Shin Ramyun : belajar menerima diri dari sebungkus mie

Saat membeli mie instan, jujur saja hal pertama yang dicari atau dilihat adalah rasanya. Mie hanya sebagai media rasa saja, tak penting – penting amat kalau dibandingkan bubuk micinnya. Kita hanya ingin menikmati sensasi makanan lain lewat bumbu mie instan. Rasa soto, rasa empal, rasa ayam geprek, rasa mie aceh, disadari atau tidak sebenarnya kita hanya  memanfaatkan mie instan sebagai pelampiasan untuk menikmati makanan aslinya tapi enggan mengeluarkan uang lebih banyak. Hal itu saya sadari setelah menghabiskan semangkuk Shin ramyun.

Kita tak pernah bisa menerima mie sebenar -benarnya mie itu sendiri. Beda dengan nasi yang bisa kita nikmati hanya dengan menambahkan garam saja, apakah kamu bisa makan mie hanya dengan taburan garam ? Saya yakin tidak.   Awalnya mie mau saya sama kan dengan air. Air yang bersifat netral dan tawar hanya media untuk berbagai minuman serbuk buah lalu rasa air berubah, sama dengan mie yang memiliki rasa tawar hanya media untuk berbagai bumbu serbuk aneka rasa makanan, tapi setelah dipikir lagi air bisa kita terima dengan mudah saat dia menjadi dirinya sendiri tanpa tambahan serbuk rasa buah dan kalau mie apakah bisa dinikmati tanpa bumbu ?

Saat menikmati Shin ramyum ini saya baru tahun bahwa beginilah rasanya mie yang sejati, polos tanpa balutan rasa. Kuahnya hanya mengandalkan jamur sebagai rasa gurih, rasa asin sedikit dominan daripada rasa pedas, padahal dibungkusnya tertulis gourmet spicy. Rasanya begitu light, jauh berbeda dengan mie – mie instan korea yang selama ini pernah saya cicipi yang biasanya bercita rasa kuat.

Shin ramyun mengingatkan saya mungkin untuk menjadi diri sendiri dan menerima apa adanya diri kita rasanya akan seperti dirinya yang hambar, polos dan membosankan. Saya tahu diluar sana banyak yang menyukainya, tapi bagi saya pribadi sebagai jiwa muda yang sedang meledak ledak saya tidak menyukai Shin ramyun dengan segala kesederhanaan rasanya.

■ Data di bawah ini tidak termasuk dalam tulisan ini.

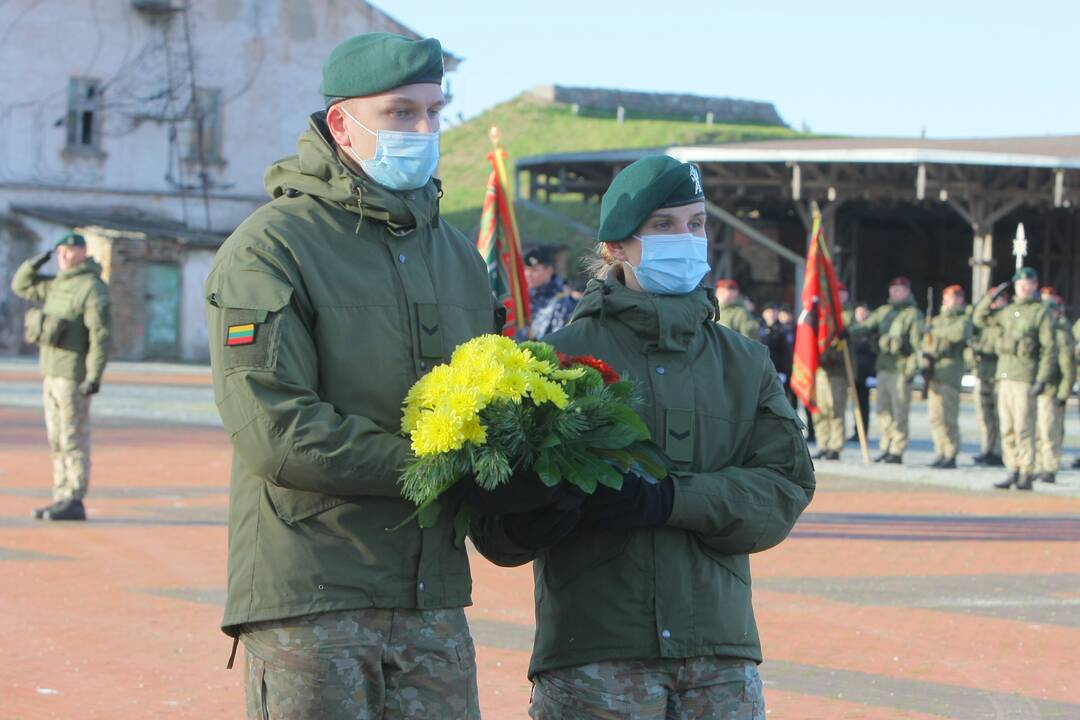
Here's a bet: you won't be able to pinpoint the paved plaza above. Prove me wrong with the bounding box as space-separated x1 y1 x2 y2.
2 361 1079 718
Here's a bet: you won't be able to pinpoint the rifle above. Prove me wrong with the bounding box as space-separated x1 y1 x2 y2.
920 287 935 400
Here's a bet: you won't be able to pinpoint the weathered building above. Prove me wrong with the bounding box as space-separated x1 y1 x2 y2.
1 0 456 360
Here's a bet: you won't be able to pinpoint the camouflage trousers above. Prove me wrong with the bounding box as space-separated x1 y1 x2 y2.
875 370 912 455
1036 394 1066 474
530 656 764 719
42 376 91 502
242 607 479 720
927 381 961 459
997 380 1037 474
814 368 847 452
974 379 1001 456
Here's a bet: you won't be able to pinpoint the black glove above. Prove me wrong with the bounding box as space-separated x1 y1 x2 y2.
459 471 564 516
501 487 585 550
77 380 100 396
30 250 52 270
1029 381 1046 397
990 282 1009 302
582 473 674 530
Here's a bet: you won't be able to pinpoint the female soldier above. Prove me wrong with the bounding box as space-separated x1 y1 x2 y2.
472 155 816 718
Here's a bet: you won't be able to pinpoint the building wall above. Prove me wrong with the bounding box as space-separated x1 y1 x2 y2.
181 249 217 361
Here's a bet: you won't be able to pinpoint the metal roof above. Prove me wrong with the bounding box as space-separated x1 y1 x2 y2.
517 135 1080 170
12 205 226 248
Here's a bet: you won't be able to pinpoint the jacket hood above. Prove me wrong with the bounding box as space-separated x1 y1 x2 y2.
263 112 441 233
59 257 103 280
571 272 718 352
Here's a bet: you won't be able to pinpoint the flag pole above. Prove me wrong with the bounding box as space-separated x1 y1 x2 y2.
841 340 871 464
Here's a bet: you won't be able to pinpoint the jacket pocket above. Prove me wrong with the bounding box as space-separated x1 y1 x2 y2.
23 308 44 345
265 483 349 525
695 540 751 585
208 271 294 373
542 528 632 591
39 314 70 348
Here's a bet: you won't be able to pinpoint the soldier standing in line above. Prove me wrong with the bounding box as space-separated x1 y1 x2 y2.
922 285 972 469
849 301 875 442
1033 296 1074 484
1073 314 1080 469
845 276 923 464
973 267 1056 491
11 232 111 522
969 291 1007 466
813 282 853 461
714 279 761 340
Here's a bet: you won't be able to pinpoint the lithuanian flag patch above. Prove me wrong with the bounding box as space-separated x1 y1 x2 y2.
225 323 256 346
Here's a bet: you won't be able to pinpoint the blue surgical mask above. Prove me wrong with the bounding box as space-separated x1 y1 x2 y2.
340 108 440 191
628 233 710 295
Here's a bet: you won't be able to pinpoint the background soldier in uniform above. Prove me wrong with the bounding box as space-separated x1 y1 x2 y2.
204 33 559 718
922 285 971 469
11 232 110 521
973 267 1056 491
518 245 578 340
813 282 853 461
847 276 923 464
1034 296 1074 484
969 292 1006 466
714 278 760 340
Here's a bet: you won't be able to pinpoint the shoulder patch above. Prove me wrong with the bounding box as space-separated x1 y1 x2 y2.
226 323 257 346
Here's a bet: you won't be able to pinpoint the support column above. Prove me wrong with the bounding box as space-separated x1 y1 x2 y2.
970 231 994 302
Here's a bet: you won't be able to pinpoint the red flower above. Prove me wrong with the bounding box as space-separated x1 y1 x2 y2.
559 353 620 385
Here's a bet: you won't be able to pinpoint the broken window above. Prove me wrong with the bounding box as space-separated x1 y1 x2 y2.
188 87 223 163
66 77 102 152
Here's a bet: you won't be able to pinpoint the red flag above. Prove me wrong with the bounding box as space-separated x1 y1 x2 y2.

Tidak ada yang salah dengan rasanya mienya, hanya saja saya lebih suka mie dengan rasa yang power full, dengan berbagai rasa. Balik lagi ke paragraf awal yang bagi saya bahwa fungsi mie instan selain sebagai kalori tubuh tapi juga sebagai penolong bagi rakyat yang ingin menikmati rasa makanan asli tapi uang tidak cukup membelinya, bayangkan harga rendang dirumah makan padang berapa, tapi hanya dengan 3.500 saja kamu sudah bisa melampiaskannya lewat indome goreng rasa rendang.

Tapi saya bisa mengerti, produk yang sudah berusia 36 tahun ini mungkin kalau di indonesia setara dengan mie instan rasa ayam bawang. Rasa pertama sebelum mie instan rasanya bervariatif seperti sekarang, mungkin lidah saya yang terlalu lama digempur dengan rasa micin yang kuat, hingga lupa dari rasa sederhana mie instan pertama. Kalau dipikir – pikir lagi saya juga sudah lama tidak makan mie instam rasa ayam bawang.

Shin ramyun terima kasih untuk mengenalkan rasa sejati mie dengan kuah jamur pada lidah saya. Mungkin rasamu tidak sederhana, mungkin hanya lidah saya saja yang sudah kebas dengan rasa micin.